Hadoop MapReduce well supported the batch processing needs of users but the craving for more flexible developed big data tools for real-time processing, gave birth to the big data darling Apache Spark. Spark is setting the big data world on fire with its power and fast data processing speed. According to a survey by Typesafe, 71% people have research experience with Spark and 35% are using it. The survey reveals hockey stick like growth for Apache Spark awareness and adoption in the enterprise. It has taken over Hadoop in the big data room in terms of fast data processing of iterative machine learning algorithms and interactive data mining algorithms.

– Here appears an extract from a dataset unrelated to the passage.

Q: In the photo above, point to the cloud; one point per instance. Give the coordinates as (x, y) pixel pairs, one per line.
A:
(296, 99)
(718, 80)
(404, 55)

The centre of attraction for Apache Spark is fast data processing speed and its ability to handle event streaming. These features make the open source superstar Apache Spark the sweetheart of the big data world. All thanks to the main abstractions- Resilient Distributed Datasets which have made Apache Spark the big data darling of many enterprises. Spark RDD is the bread and butter of the Apache Spark ecosystem and to learn Spark - mastering the concepts of apache spark RDD is extremely important. In this post we will learn what makes Resilient Distributed Datasets, the soul of the Apache Spark framework in making it an efficient programming model for batch analytics.
What are Resilient Distributed Datasets (RDDs)?
According to the original paper -Resilient Distributed Datasets: A Fault-Tolerant Abstraction for In-Memory Cluster Computing, RDDs in Spark can be defined as follows-
Resilient Distributed Datasets (RDDs) are a distributed memory abstraction that lets programmers perform in-memory computations on large clusters in a fault-tolerant manner.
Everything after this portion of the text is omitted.